Yokozawa solo le dio una sonrisa como respuesta, convencidas las niñas, se despidieron para irse a casa cada una, fue entonces que Hiyo se dio cuenta que el mayor traía su maletín en la mano.
- ¿Terminaste tu trabajo hoy?
- Algo así - ambos comenzaron a caminar hacia la estación - solo debo visitar una librería más, está cerca de casa, te dejare y regresare a visitarlos.
- ¿Puedo ir contigo?
La pequeña tenía motivos para acompañar al jefe de ventas y es que no quería hacerlo dar vueltas solo por ella, después de todo era viernes y no tenía tarea acumulada, bien podrían dar un paseo por la librería y luego pasarse a comer. Yokozawa no sabía que decirle, es cierto que Marimo Books no estaba tan lejos de la casa de los Kirishima, no tendría problemas en llevar a Hiyo con él... Después de todo podía ser entretenido para la niña.
- Esta bien.
- Tal vez podamos comprar un libro de cocina para los cupcakes que queríamos hacer.

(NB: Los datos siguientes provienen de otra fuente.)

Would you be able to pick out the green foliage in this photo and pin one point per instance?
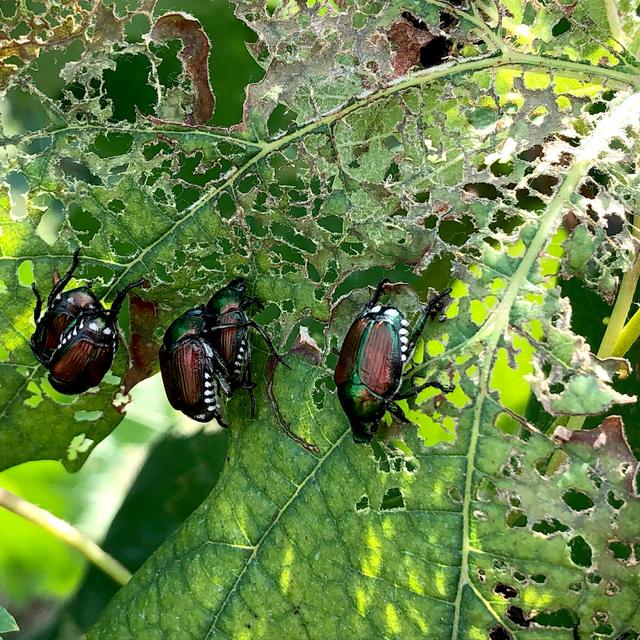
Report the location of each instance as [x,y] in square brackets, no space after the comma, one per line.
[7,623]
[349,164]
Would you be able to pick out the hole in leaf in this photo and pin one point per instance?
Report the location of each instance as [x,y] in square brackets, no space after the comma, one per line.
[524,200]
[458,231]
[532,153]
[499,633]
[581,553]
[561,618]
[447,20]
[131,71]
[560,27]
[415,22]
[435,51]
[544,184]
[506,222]
[516,518]
[615,224]
[505,590]
[78,171]
[517,616]
[363,504]
[481,190]
[577,500]
[616,503]
[620,550]
[549,526]
[500,169]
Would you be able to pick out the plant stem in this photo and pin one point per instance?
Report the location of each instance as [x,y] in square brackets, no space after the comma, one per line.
[618,338]
[627,336]
[620,310]
[614,23]
[65,532]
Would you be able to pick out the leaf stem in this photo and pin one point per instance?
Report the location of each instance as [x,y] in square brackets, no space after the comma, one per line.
[614,23]
[621,308]
[618,338]
[65,532]
[628,336]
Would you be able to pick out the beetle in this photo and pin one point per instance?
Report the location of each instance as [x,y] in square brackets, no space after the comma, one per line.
[62,308]
[76,338]
[191,368]
[369,373]
[228,329]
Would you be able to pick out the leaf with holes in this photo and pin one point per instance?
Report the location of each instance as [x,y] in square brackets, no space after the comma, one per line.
[507,161]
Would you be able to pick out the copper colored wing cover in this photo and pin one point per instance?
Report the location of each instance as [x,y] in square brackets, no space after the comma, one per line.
[182,373]
[82,364]
[380,364]
[349,352]
[226,341]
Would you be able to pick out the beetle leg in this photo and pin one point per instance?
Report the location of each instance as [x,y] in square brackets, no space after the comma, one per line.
[377,293]
[252,301]
[119,299]
[415,390]
[267,339]
[64,281]
[433,308]
[38,308]
[396,411]
[220,420]
[249,385]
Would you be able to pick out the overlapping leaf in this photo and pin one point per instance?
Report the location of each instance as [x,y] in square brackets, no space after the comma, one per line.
[341,171]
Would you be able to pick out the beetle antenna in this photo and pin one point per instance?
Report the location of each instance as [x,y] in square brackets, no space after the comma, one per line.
[64,281]
[120,296]
[377,293]
[435,306]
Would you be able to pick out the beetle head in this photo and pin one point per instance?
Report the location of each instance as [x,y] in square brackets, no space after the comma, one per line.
[229,297]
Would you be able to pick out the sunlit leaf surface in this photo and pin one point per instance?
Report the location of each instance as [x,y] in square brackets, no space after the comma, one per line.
[507,161]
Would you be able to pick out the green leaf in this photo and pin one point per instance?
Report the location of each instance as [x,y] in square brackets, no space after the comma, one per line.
[7,622]
[350,164]
[314,549]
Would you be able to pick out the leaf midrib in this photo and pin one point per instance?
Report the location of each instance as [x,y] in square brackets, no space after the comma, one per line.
[591,147]
[269,529]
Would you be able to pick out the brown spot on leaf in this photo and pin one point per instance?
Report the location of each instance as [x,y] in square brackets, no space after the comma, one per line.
[144,348]
[194,56]
[610,440]
[407,38]
[306,347]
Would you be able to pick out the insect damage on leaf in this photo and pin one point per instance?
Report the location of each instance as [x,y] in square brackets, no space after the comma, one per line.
[194,56]
[341,173]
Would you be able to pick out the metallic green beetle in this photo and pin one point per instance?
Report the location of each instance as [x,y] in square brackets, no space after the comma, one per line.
[369,372]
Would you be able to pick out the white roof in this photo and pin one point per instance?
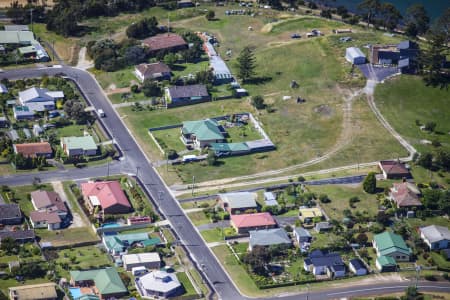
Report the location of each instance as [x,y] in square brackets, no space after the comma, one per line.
[435,233]
[141,258]
[160,281]
[354,52]
[94,200]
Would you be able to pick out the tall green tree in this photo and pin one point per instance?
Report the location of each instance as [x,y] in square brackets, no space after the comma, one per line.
[369,8]
[370,183]
[390,15]
[417,20]
[246,64]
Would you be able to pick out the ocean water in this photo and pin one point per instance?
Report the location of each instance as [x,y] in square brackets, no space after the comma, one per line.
[435,8]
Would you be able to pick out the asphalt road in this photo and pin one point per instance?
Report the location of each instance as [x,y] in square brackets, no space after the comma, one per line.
[155,187]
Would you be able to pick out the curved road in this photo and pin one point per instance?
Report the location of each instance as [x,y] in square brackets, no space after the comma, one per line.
[135,159]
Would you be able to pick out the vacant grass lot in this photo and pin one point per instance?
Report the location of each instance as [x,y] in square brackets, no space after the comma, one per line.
[406,99]
[339,195]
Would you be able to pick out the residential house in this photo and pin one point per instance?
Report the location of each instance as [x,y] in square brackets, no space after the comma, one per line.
[186,94]
[404,55]
[3,89]
[119,243]
[269,237]
[154,71]
[393,245]
[301,235]
[79,145]
[385,264]
[149,260]
[23,113]
[20,236]
[405,195]
[202,133]
[323,227]
[10,214]
[39,99]
[308,214]
[321,263]
[393,169]
[165,42]
[45,219]
[107,196]
[357,267]
[436,237]
[158,284]
[43,291]
[105,282]
[238,202]
[355,56]
[270,199]
[34,149]
[248,222]
[50,202]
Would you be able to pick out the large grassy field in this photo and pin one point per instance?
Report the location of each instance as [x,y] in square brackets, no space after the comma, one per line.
[406,99]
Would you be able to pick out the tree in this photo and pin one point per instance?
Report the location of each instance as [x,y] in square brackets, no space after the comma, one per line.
[246,64]
[390,15]
[258,102]
[210,15]
[211,158]
[370,183]
[369,8]
[150,88]
[416,20]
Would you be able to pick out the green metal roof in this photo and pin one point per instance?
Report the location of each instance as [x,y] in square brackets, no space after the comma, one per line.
[106,280]
[385,261]
[388,242]
[204,129]
[79,142]
[229,147]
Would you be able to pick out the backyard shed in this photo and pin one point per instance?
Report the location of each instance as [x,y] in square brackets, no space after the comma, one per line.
[355,56]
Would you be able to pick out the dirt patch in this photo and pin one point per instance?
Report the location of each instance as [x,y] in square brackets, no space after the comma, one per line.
[324,110]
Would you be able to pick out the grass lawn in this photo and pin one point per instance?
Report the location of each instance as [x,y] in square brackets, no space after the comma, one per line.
[188,287]
[88,257]
[66,236]
[198,218]
[21,196]
[339,195]
[406,99]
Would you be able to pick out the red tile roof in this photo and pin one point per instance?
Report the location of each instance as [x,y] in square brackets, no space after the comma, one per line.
[164,41]
[109,193]
[49,217]
[48,200]
[32,149]
[405,194]
[394,167]
[253,220]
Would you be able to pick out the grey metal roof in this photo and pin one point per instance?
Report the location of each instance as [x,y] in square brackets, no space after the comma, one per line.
[239,200]
[268,237]
[435,233]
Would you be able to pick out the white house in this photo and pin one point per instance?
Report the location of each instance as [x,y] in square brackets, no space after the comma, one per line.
[158,284]
[357,267]
[150,260]
[354,56]
[436,237]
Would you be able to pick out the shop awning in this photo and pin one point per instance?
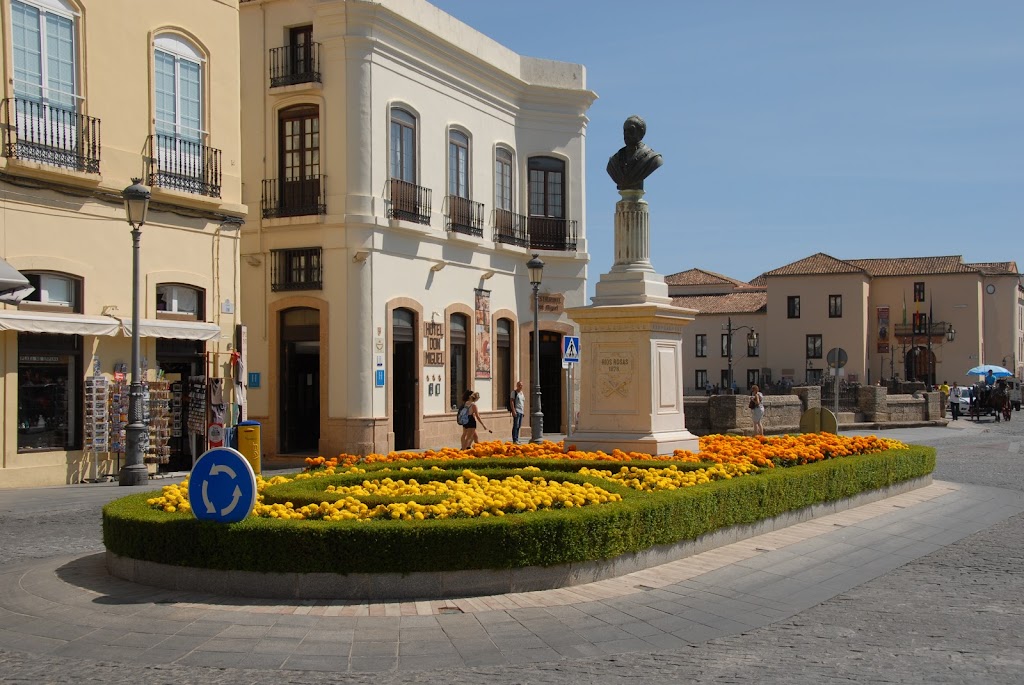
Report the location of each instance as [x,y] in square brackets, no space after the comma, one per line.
[13,286]
[44,322]
[162,328]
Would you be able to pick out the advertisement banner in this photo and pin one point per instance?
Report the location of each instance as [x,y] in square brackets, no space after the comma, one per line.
[883,314]
[482,330]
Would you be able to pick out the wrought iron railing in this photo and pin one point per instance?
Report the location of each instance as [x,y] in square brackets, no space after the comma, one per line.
[936,329]
[295,63]
[408,202]
[183,165]
[50,134]
[294,197]
[510,227]
[296,269]
[548,233]
[464,215]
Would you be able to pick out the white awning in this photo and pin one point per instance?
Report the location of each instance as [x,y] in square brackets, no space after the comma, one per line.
[44,322]
[13,286]
[165,328]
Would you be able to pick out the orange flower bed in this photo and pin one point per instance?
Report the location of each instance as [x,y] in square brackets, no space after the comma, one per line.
[760,451]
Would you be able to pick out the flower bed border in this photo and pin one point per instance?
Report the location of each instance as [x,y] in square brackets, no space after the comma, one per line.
[270,558]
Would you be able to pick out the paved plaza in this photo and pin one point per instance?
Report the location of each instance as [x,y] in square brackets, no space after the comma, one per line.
[923,587]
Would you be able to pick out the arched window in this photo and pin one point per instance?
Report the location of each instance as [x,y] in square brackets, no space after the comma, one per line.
[503,180]
[178,87]
[503,360]
[458,164]
[176,301]
[402,145]
[54,290]
[44,50]
[458,357]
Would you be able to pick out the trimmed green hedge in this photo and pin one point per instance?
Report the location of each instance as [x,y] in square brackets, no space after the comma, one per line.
[641,520]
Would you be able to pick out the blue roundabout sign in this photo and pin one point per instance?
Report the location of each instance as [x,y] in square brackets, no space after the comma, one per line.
[222,486]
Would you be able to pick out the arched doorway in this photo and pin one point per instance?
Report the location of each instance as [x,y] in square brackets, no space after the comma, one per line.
[551,380]
[299,401]
[403,378]
[919,365]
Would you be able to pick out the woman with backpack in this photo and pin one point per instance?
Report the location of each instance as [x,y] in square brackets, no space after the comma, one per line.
[471,416]
[757,405]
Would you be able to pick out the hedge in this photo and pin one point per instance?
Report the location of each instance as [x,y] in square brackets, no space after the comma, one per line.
[641,520]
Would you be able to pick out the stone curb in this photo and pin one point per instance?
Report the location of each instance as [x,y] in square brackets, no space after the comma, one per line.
[423,586]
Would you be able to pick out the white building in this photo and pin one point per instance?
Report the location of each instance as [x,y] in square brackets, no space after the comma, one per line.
[406,167]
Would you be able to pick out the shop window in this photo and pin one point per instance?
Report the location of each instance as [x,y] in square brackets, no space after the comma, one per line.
[180,302]
[53,291]
[49,397]
[458,358]
[503,361]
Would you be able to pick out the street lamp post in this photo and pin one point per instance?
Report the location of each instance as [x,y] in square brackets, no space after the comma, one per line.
[536,267]
[136,198]
[752,341]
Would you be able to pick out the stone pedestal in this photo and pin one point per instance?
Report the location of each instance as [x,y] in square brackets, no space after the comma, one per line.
[632,356]
[632,379]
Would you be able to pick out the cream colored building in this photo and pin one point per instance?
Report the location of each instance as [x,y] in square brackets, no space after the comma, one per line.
[891,316]
[400,170]
[97,92]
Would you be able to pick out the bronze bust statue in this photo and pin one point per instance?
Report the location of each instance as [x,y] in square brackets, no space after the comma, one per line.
[635,161]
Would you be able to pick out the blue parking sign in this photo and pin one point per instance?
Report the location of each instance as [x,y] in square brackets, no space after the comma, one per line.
[222,486]
[570,348]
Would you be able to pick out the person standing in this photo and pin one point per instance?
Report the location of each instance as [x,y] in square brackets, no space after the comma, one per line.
[469,435]
[517,408]
[757,405]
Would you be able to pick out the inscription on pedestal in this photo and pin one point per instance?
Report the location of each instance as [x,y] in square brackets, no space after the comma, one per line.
[616,382]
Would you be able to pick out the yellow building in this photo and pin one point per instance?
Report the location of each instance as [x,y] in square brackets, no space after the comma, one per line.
[924,318]
[97,92]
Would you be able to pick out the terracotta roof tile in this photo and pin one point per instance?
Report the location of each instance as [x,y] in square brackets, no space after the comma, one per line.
[995,268]
[819,263]
[729,303]
[697,276]
[913,265]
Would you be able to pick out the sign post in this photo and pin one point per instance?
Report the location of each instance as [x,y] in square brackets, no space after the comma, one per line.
[837,358]
[570,357]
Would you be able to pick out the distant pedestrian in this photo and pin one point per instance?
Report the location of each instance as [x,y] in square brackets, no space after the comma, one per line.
[757,404]
[517,407]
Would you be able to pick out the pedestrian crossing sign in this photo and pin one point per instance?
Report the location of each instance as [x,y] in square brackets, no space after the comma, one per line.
[570,349]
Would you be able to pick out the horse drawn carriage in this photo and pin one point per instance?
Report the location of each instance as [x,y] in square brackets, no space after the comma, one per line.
[990,400]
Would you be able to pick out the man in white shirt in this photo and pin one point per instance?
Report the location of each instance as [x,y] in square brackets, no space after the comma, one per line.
[517,407]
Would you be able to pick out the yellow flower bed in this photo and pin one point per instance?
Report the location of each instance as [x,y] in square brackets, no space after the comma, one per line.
[472,495]
[670,478]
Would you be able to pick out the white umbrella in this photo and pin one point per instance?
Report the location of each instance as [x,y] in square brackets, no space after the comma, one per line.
[997,372]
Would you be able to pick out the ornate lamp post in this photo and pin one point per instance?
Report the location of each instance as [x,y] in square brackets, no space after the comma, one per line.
[536,267]
[752,341]
[136,199]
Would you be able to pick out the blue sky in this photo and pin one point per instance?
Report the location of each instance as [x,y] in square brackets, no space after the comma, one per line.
[868,128]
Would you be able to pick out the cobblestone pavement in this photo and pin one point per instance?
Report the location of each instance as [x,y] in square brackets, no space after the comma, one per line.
[953,615]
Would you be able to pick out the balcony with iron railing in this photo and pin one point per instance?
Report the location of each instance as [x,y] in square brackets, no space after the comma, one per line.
[292,65]
[464,215]
[296,269]
[536,232]
[58,136]
[181,164]
[294,197]
[906,332]
[408,202]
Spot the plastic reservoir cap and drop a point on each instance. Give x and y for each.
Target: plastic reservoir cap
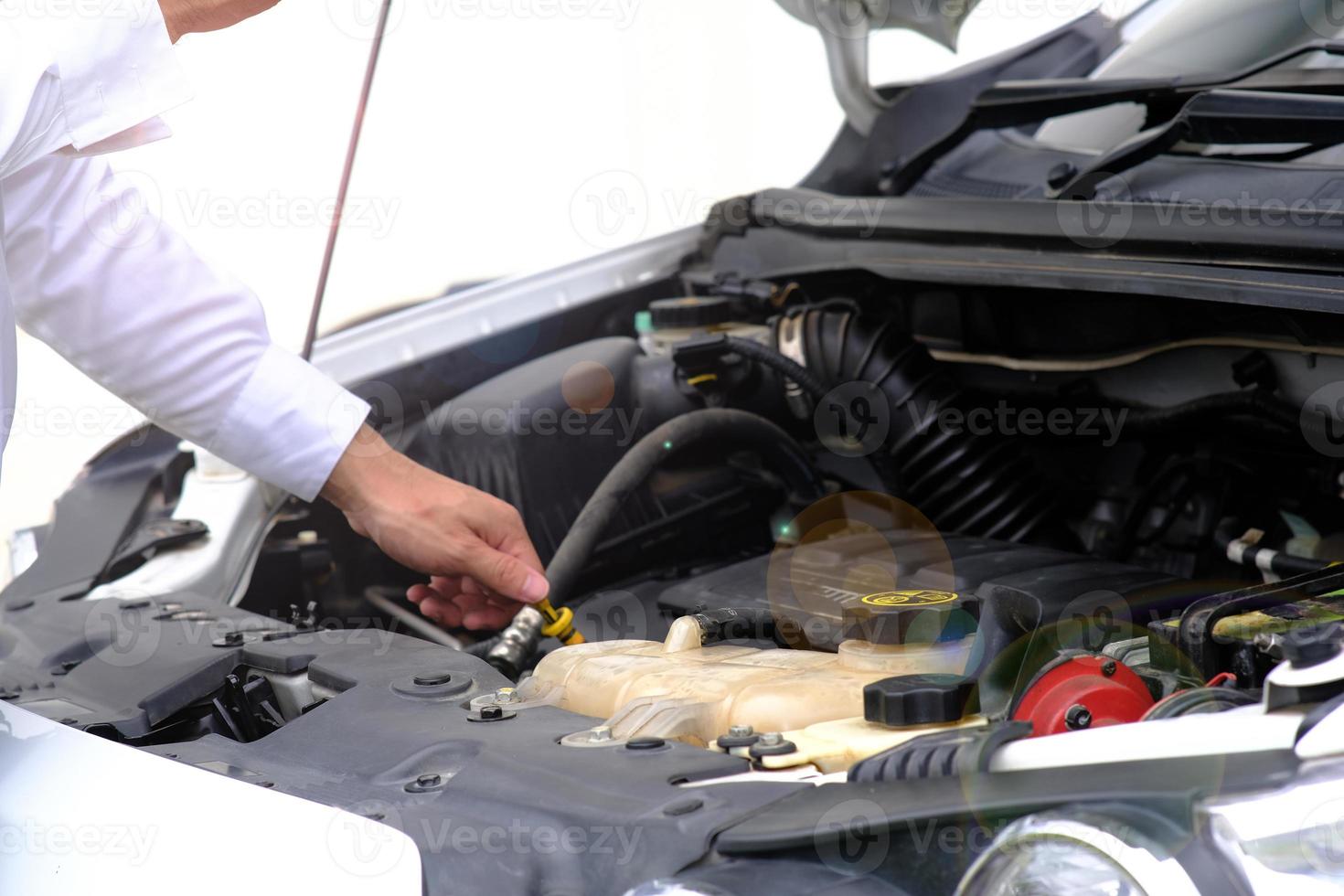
(915, 615)
(920, 700)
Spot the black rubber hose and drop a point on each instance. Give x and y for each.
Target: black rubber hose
(1280, 561)
(963, 481)
(781, 364)
(1254, 403)
(732, 429)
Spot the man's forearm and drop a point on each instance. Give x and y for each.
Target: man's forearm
(194, 16)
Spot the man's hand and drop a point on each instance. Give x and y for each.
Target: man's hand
(474, 546)
(194, 16)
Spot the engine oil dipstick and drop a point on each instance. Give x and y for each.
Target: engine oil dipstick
(560, 624)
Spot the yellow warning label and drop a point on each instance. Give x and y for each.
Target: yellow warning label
(915, 598)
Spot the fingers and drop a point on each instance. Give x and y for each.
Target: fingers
(461, 603)
(506, 575)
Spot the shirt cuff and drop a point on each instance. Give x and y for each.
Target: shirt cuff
(289, 425)
(117, 70)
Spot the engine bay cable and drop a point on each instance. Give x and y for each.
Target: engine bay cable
(731, 429)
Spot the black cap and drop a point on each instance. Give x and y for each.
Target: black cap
(920, 700)
(695, 311)
(917, 615)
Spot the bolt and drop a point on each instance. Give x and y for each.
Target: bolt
(1061, 175)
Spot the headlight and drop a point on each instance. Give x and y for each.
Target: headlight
(1074, 852)
(1287, 840)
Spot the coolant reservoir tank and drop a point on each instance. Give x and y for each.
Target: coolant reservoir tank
(682, 689)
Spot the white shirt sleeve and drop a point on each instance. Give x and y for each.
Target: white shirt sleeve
(97, 275)
(100, 278)
(78, 74)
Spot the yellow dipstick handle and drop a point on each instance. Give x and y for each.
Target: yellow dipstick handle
(560, 624)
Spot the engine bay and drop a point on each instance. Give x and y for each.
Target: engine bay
(795, 532)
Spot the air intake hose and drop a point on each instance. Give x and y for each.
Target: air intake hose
(963, 481)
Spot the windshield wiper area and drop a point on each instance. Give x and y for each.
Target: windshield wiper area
(1234, 117)
(1254, 100)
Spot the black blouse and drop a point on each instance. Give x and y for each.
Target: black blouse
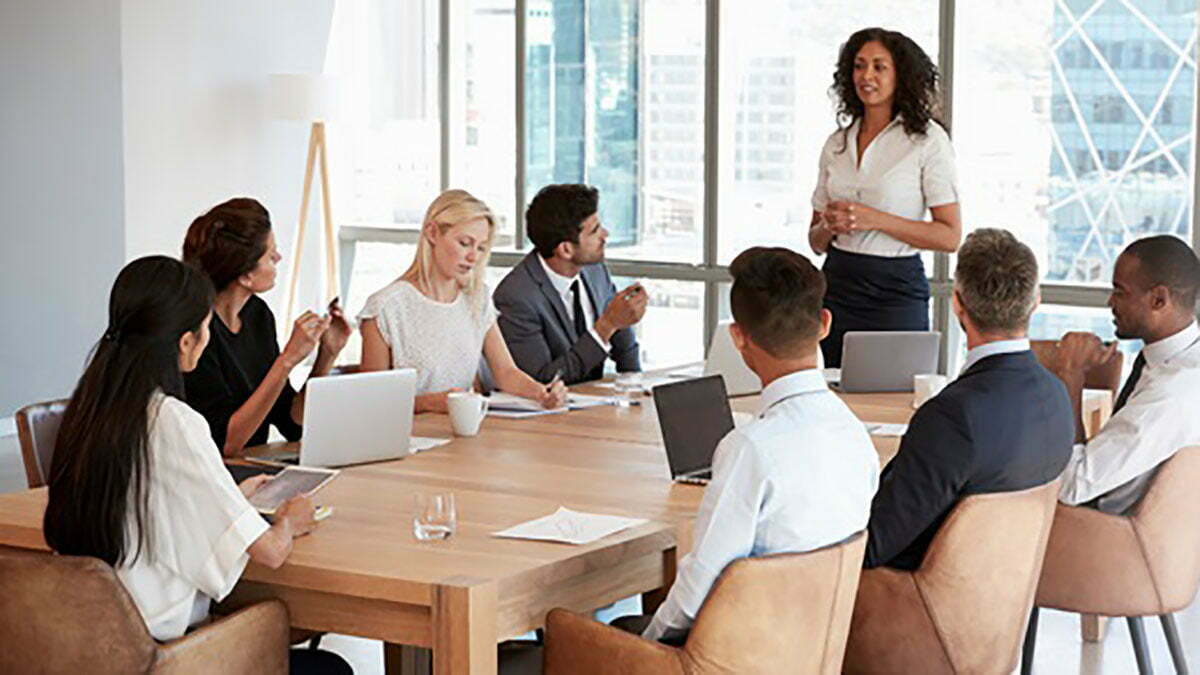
(232, 368)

El resto del camino fue rápido, Hiyori no conocía Marimo Books por completo, así que quedo maravillada por solo ver el mapa de ubicación en la entrada de ese lugar. En cuanto entraron, los y las cajeras saludaron a Yokozawa y prestaron especial atención a la pequeña niña que le acompañaba, por supuesto que nadie se atrevió a preguntar algo. Se dirigieron al piso de manga, Yokozawa traía consigo la mochila de Hiyo, la había cargado en la estación del tren como condición para que lo acompañara.
Llegando al piso, se encontraba Yukina, quien saludó al jefe de ventas y dio una sonrisa a Hiyori quien pensó que esa era la más principesca sonrisa que haya visto.
- Yokozawa-san ¿viene a ver al gerente? Acaba de pasar rumbo al almacén, será mejor que lo espere aquí- el vendedor sonrió a ambos.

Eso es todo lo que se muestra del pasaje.